The remarkable picture below is called a Fractal. Its points were computed with the Simulation add-in using two sets of two-dimensional equations. The chart was constructed automatically using the chart option of Excel.

To construct a fractal click the Fractal button in the model dialog. The Letter Code and Default Probability options are best for the new user. All the examples use 2 equations, but more equations can be used. The Model Number refers to the models described in the Sprott paper. A number from 1 to 16 should be entered. The model parameters can be changed after the worksheet is constructed. We use 1000 replications for the example, but that number can be changed. After this dialog is accepted a second dialog sets the parameters for the simulation. Click OK to accept the options provided.

The Worksheet

We use the example to describe the worksheet and show how the method works. In the figures, some rows and columns are hidden for clarity. The hidden rows and columns may be unhidden be the Unhide commands on the Format menu.

We see at the top of the worksheet the usual information about the simulation model. Clicking the Change button allows the number of iterations to be changed. Clicking the Simulate button regenerates the model with a new random number seed. Clicking the Chart button presents the Graph dialog shown above so the chart parameters may be changed.

The method of Iterated Function Systems uses sets of linear equations also called linear affine transformations.

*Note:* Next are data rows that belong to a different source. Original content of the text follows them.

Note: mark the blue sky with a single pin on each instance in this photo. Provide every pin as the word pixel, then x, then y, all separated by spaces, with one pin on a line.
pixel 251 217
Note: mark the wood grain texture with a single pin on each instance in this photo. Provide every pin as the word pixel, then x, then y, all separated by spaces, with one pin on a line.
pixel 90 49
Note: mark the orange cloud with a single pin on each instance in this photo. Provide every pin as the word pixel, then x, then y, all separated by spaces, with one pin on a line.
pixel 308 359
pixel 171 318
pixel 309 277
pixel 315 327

In two dimensions the general equations are below, where a, b, c, d, e, and f are numerical parameters. The equations will be solved iteratively with (x, y) indicating the current point and (x', y') the next point.

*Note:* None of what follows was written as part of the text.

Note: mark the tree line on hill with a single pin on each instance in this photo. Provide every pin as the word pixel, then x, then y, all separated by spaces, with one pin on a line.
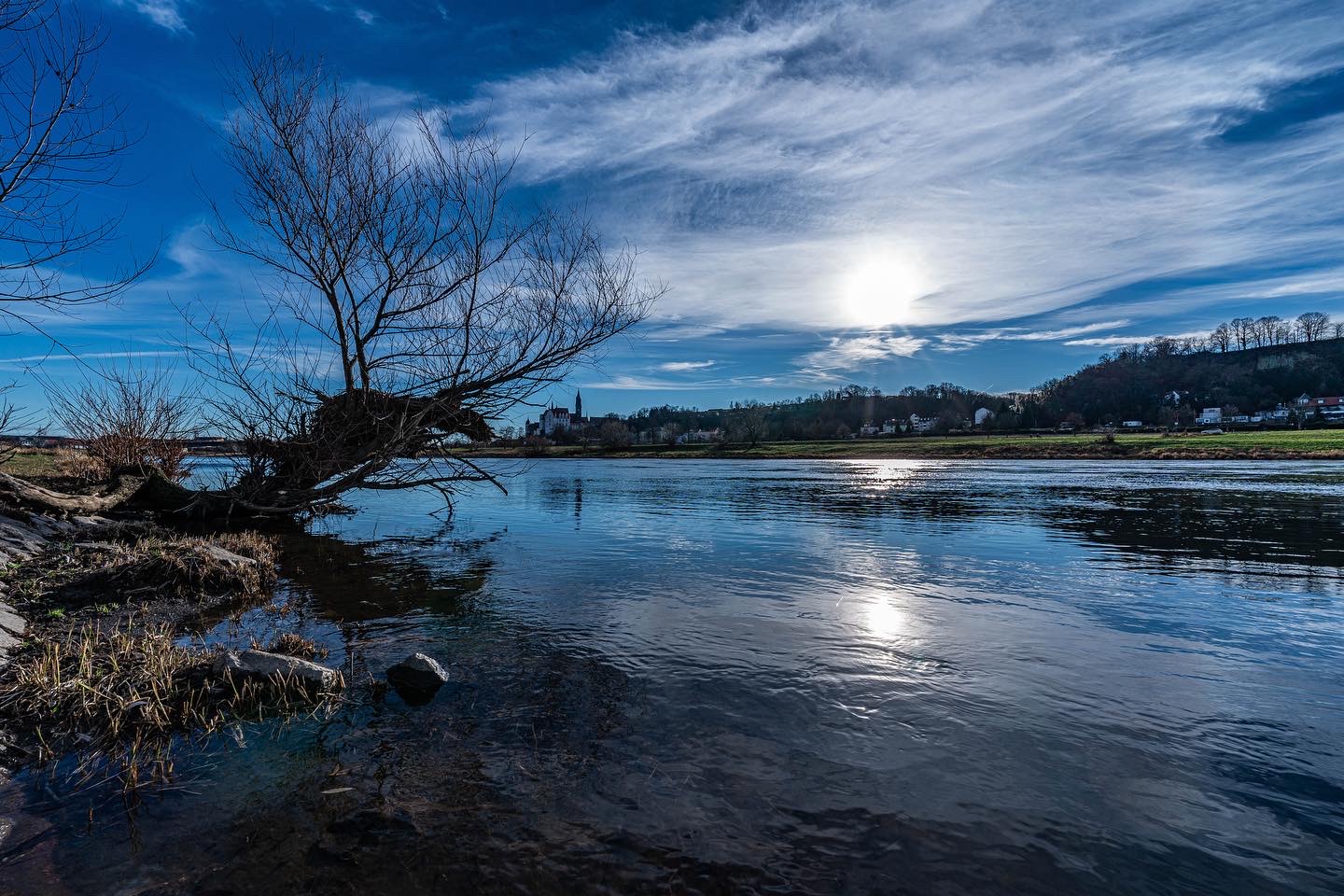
pixel 1242 367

The first set of equations used for the example has the parameters a through f in row 19 of the worksheet.

Following Sprott, the parameters are represented by a letter code where A represents the value -1.2, B is -1.1, and so on. Each subsequent letter adds 0.1 to the parameter value. Thus Y represents the largest value of 1.2. A little reflection will convince you that the letter code in row 15 is equivalent to the numeric code in row 19. The formulas in row 19 perform this translation. Using letter coding a particular pair of linear equations is represented by a sequence of six letters. Thus, the first set of equations is KJPSVU.

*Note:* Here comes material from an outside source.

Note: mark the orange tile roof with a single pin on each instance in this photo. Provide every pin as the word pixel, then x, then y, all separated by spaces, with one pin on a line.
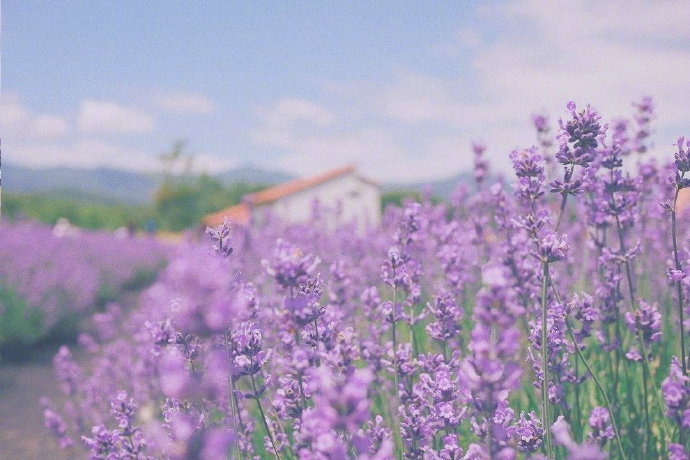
pixel 241 213
pixel 238 214
pixel 276 192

The method uses two or more of these sets of equations. The built-in examples all use two sets. The second set for the case below has the code HDVJNR. Translating the letters we obtain the equation set:

The method is applied sequentially. We start at an arbitrary solution, say (x, y) = (0,0). One of the equation sets is chosen at random, say set 2. Using (x, y) = (0,0) we compute (x', y') = (0.1, 0.5). Now we let (x, y) = (0.1, 0.5) and again choose set 2 to find the new point (x', y') = (-0.4, 0.44). . Now we let (x, y) = (-0.4, 0.44) and choose set 1 to find the new point (x', y') = (0.848, 0.944).

We use the figure below to illustrate the process. We are choosing the equation sets at random with equal probabilities. The figure below shows a sequence of 13 iterations. At each iteration we draw a random number as shown in column F. If the number is less than 0.5, set 1 is used for the transformation. If it is greater than 0.5, set 2 is used. The three calculations illustrated above are shown as the first three rows of the table.

It is interesting that the chart at the top of the page looks very much the same for every sequence and for every starting point. We skip the first 20 transformations when building the chart, so that the initial conditions do not have much affect.

The two figures above show how the add-in handles the computations. The random number determines the equation number and formulas transfer the equation coefficients to the body of the table in columns H through M. The values of (x, y), in columns N and O, for one iteration are set equal to the values of (x', y'), in columns P and Q, for the previous iteration. Columns P and Q compute (x', y') from the coefficients in columns H through M.

Selecting Parameters

The entire computation is dynamic. Changing any equation parameter or the initial point changes the entire table and the attached chart. This makes it easy to experiment with other parameter selections.

It is amazing that simple linear equations, solved repeatedly with random selection results in such interesting graphs. It is unfortunate, however, that many affine transformations result in charts that appear as randomly placed dots. The purpose of the Sprott paper referenced above was to automatically generate "good" sets. Sprott generated all possible sets using the letter scheme noted above and discovered 16 sets that gave interesting pictures. He represented the equation pairs by concatenating the two 6 letter sequences into 12 letters. Series 7 used for the example has the code: "KJPSVUHDVJNR". The complete set is below.

"GNGUVETDSNWK", "GOHRHRNVFLNO", "IFEROWOSIRQI", "IIDQIKFMNUSK",
"IPUDJIHVEIQY", "KDOWQMMYEMWD", "KJPSVUHDVJNR", "KWMRVRUCOWWB",
"LGMRYBSCSSQR", "MCGMGGJQORXH", "NYDEQPKLOOKY", "RFUSIENLJVCN",
"RIGIEDMIBOWR", "TLPVPLMQEIFC", "TTGUJNMRLWBR", "UIPUDROEPLPM"

The chart for set 5 is below. More iterations provides a more detailed figure, but takes more time to generate. Try the other series to get a complete set of charts. Experiment with more iterations and try three or more equations.